Agnostic


I often tell people that I'm agnostic--no God, no beliefs. But the truth is I only tell people that I'm agnostic so that they wouldn't ask about my faith: why I don't pray before and after meals, why I don't pray before and after bedtime, why I don't go to mass, I don't take the communion, and so on and so forth.

I truly believe in God. He is our creator. He is the supreme being who controls the world. He gave us His only Son... his son died on the cross for us to save us from our sins. He would come on the judgement day... to bring us to heaven and punish us to hell. 

Coming from a Catholic and Christian school, I know a lot of prayers--the different prayers we pray for the sick, living, dead, etc. Even the songs, I know a lot of songs to sing during masses, celebrations, etc.... as the great Saint Augustine said, "Singing is praying. When one sings one prays twice." 

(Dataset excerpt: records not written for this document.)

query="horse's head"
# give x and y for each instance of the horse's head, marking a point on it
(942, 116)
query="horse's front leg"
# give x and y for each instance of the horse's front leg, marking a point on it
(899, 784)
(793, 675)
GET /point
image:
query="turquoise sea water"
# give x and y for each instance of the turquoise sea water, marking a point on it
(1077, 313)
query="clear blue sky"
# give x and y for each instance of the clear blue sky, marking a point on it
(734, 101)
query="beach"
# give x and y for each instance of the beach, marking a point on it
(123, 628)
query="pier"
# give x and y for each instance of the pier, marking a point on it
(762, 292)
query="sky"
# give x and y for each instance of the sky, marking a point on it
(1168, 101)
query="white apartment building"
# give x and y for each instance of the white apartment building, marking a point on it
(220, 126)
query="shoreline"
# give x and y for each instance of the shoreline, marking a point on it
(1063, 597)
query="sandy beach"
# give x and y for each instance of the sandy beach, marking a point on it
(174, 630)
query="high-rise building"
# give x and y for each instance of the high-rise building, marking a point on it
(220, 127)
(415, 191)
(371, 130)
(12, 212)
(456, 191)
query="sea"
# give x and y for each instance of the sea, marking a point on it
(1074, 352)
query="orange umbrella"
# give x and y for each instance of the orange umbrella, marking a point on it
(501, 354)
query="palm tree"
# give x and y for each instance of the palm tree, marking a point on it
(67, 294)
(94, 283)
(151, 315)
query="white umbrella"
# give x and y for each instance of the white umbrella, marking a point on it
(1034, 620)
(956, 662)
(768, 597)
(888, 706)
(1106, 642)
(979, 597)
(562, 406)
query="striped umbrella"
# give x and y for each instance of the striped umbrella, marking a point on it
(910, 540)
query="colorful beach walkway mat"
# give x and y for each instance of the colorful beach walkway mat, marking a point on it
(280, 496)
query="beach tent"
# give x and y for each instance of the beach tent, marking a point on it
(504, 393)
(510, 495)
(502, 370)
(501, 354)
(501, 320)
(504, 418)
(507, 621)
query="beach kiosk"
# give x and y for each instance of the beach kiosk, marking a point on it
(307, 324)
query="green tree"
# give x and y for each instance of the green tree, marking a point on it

These days, I've been talking to God a lot and bargaining Him half of my life for something I really wanted right now. But he's been hard to convince, playing hard to get all sudden. In the past months, He'd been answering my prayers as fast as the speed of light... answering prayers and wishes side by side. Everything was flawless. Not until June came--my birthday month. 

It's my birthday... Shouldn't He at anytime of the year punish me and not on my birthday? Can't it not wait, even just a day or two to let it pass? Don't Good Girls Deserve a Break Once in Awhile to the reality of life?

Yes, indeed, I am questioning God. Why does his decision have to be so firm now? Can't it break? Can't it wait a little while? Can't he stretch it a bit and give this girl what he wants? Can I really not have what I've been praying for now? 

I think his decisions are firm that I cannot have this... Or at least, I want to believe, not yet... not this time.